Sizing and Scaling in Functional Muscle Cells
Full Description
Project Summary/Abstract
The mission of the Baylies lab is to deliver basic research findings that will support better therapies across a
range of muscle diseases. Our goals are the identification of genes and mechanisms that are essential for the
formation and healthy functioning of skeletal muscle, and where these mechanisms go awry in disease states
such as muscular disorders (nemaline and centronuclear myopathies), muscle wasting (cachexia, aging), and
soft tissue cancer (rhabdomyosarcoma). Specifically, the lab aims to understand key processes that lead to
skeletal muscle: cell fate commitment, cell-cell fusion, movement and positioning of organelles such as the
nucleus, and muscle fiber growth and maturation. That research is conducted by developing and combining
novel genetic, cell biological, imaging, molecular and mathematical approaches, using Drosophila and
mammalian muscle cells. Our current investigations focus on a fundamental question: what determines muscle
cell size? The mechanisms that control cell size are poorly understood. This is particularly true for a skeletal
muscle cell, which may have hundreds of nuclei and is among the largest cells in the human body. Skeletal
muscle cells have a remarkable capacity to increase their size in response to exercise (hypertrophy), and to
decrease in size upon inactivity, aging, or disease (atrophy).
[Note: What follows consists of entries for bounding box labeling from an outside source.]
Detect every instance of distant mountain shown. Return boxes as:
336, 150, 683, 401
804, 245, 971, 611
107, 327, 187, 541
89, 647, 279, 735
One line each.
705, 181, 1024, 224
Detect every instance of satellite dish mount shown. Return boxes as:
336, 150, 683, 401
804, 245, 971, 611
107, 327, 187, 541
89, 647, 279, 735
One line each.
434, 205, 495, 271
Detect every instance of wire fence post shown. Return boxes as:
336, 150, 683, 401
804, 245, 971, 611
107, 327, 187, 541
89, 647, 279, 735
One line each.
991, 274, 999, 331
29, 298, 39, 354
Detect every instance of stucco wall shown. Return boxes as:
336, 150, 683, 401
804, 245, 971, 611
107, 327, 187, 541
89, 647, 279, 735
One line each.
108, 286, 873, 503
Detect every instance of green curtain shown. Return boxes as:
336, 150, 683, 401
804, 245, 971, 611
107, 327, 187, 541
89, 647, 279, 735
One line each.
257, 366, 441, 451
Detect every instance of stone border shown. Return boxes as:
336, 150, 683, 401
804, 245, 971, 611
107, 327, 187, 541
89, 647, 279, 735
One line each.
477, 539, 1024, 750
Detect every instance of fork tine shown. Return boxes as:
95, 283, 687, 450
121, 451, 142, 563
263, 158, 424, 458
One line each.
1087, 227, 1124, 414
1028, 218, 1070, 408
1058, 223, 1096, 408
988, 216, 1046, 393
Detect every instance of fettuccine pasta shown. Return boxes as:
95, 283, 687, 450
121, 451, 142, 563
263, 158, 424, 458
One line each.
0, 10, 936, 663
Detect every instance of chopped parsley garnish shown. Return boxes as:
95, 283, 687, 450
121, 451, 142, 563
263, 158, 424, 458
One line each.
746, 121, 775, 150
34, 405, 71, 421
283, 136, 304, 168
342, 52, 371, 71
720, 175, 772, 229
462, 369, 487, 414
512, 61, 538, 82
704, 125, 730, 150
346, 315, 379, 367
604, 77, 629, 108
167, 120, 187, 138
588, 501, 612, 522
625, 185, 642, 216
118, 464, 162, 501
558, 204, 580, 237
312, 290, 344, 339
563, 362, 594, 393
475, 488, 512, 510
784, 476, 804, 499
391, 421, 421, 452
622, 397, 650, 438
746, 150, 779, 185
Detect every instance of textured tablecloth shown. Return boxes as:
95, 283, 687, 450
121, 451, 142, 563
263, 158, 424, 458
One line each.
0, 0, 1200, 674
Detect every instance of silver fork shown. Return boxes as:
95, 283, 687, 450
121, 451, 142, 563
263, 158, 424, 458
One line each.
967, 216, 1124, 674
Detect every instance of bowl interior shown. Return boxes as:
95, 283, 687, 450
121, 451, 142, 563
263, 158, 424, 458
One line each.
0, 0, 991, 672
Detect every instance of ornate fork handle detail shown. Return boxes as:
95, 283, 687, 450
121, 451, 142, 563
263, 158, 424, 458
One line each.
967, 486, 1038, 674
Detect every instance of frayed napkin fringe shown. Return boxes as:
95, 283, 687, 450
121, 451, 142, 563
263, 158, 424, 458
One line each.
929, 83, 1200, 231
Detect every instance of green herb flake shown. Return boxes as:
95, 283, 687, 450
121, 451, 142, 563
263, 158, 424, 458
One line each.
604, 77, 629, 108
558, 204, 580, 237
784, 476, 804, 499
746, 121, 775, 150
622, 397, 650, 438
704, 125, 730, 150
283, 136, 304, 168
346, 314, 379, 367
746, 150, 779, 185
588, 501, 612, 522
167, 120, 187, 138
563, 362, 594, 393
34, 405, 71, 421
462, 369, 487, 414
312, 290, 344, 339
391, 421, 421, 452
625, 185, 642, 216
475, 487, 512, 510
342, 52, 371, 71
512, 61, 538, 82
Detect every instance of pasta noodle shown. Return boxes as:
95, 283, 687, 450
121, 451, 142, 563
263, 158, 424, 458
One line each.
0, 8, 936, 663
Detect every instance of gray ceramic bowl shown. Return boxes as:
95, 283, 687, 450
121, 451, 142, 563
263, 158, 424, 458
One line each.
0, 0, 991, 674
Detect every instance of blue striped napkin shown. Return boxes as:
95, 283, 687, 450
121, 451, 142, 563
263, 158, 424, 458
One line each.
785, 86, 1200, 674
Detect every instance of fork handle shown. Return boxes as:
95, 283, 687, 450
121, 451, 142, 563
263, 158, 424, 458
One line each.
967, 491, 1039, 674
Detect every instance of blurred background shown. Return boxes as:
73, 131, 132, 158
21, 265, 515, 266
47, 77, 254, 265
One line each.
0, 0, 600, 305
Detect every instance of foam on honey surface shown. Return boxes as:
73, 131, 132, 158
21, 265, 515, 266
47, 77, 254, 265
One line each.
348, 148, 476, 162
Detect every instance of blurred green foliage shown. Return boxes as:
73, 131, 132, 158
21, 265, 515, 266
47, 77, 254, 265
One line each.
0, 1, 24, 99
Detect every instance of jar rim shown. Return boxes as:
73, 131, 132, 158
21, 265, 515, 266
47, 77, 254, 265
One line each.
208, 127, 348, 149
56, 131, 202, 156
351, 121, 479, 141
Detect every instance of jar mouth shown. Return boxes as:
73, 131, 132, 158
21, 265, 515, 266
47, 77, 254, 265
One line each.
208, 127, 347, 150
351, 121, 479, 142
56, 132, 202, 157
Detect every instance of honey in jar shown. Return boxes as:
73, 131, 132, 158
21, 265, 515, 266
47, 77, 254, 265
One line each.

Our work in Drosophila has revealed critical nuclear
parameters (number, DNA content, size, activity) that can each be adjusted and coordinated by the muscle cell
to generate a particular size. We have also found that the many nuclei in a muscle cell vary in number and
activity along the length of a muscle fiber. Key questions we are pursuing over the next five years include: How
does a muscle cell generates these regional differences yet globally coordinate the nuclei within a single cell?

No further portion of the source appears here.